Process/Case Operation

Operations will have a similar problem as the business has when they have to operate the process or case. If a process is stuck from a technical perspective, in which MicroService is that? Practically also this type of concern can only be addressed when to some extend there is a sort of common way to log errors, collect those and present them in a consolidated way. Also something that is in conflict with the principle of decentralization, as each MicroService is supposed to be operated independently.

Process/Case Modeling and Testing

And what about modeling and testing a process or case? Capturing how a case may evolve over time in CMMN is already more difficult for the reader to understand than a BPMN process design. But how a process would unfold in a pure MicroServices environment you can only understand if you would model that in some similar way. But in a pure MicroServices architecture that does not seem to make any sense. And if you don't model it you surely will have difficulties testing it.

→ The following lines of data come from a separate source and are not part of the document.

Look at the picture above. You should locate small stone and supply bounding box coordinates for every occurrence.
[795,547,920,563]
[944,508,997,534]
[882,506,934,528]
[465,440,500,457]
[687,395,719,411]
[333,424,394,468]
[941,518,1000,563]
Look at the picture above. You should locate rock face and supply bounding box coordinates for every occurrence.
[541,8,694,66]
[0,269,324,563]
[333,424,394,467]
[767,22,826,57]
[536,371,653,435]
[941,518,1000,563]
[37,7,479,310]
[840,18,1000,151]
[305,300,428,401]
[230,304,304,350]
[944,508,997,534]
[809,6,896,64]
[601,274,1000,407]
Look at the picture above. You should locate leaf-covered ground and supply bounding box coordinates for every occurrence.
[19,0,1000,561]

Authorization & Authentication

Another challenge I would like to point out is authorization and authentication. In BPMN there are swimlanes that correspond to roles that you can assign people to. By using a central repository of these roles you can implement a consistent way of authentication and authorization. In Case Management there are similar concepts (e.g. knowledge workers). How to implement this for a process only consisting of MicroServices when this implies a centralized authentication and authorization model?

Granted, MicroServices is relatively new, still in the hype phase, and over time some of these challenges will be addressed. This will result in new patterns, and frameworks and tools to support that. But I seriously doubt this will ever address all the requirements that are naturally addressed by BPM or Case Management. So over time I believe both will survive the MicroServices hype, although I see Case Management gaining ground over BPM.

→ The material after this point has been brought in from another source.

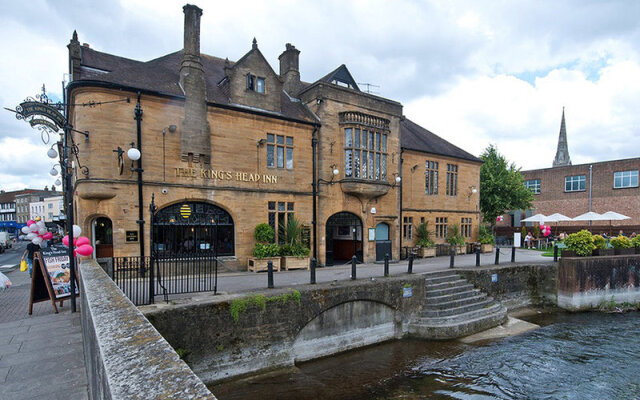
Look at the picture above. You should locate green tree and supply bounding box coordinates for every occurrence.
[480,145,533,227]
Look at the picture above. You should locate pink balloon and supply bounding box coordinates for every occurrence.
[76,244,93,256]
[75,236,91,246]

MicroServices Values for BPM and Case Management

However, all this does not mean there is no value in adapting at least some of the principles related to MicroServices to BPM and Case Management applications. I can see how it could address some of the issues I faced with processes that are almost too big to handle, and issues with reuse of services and the impact that had on agility. Since then I much more tend to:
  • Design and implement sub-processes as deployable units of their own.
  • Push more of the other logic to a deployable unit of its own than I already did.
  • Let data models be less intrusive to integrations (i.e. chose the Anti-Corruption pattern with small Bounded Contexts over the Conformist pattern), and address data mapping challenges in the (anti-corruption layer of the) individual services rather than in some integration layer (smart endpoints / dumb pipes).
  • Apply the Tolerant Reader pattern more that I already did
  • Copy and paste code if that prevents unnecessary impact of a change on some shared component.
And where useful and possible one can implement the services consumed by the business process or case as MicroServices and make the process and these services more loosely coupled. But that I already did. The mantra of 'do one thing and do it well' specifically appeals to me. I always try to prevent creating any service (or Java class for that matter) for which I have to use the word "and" to describe what it does.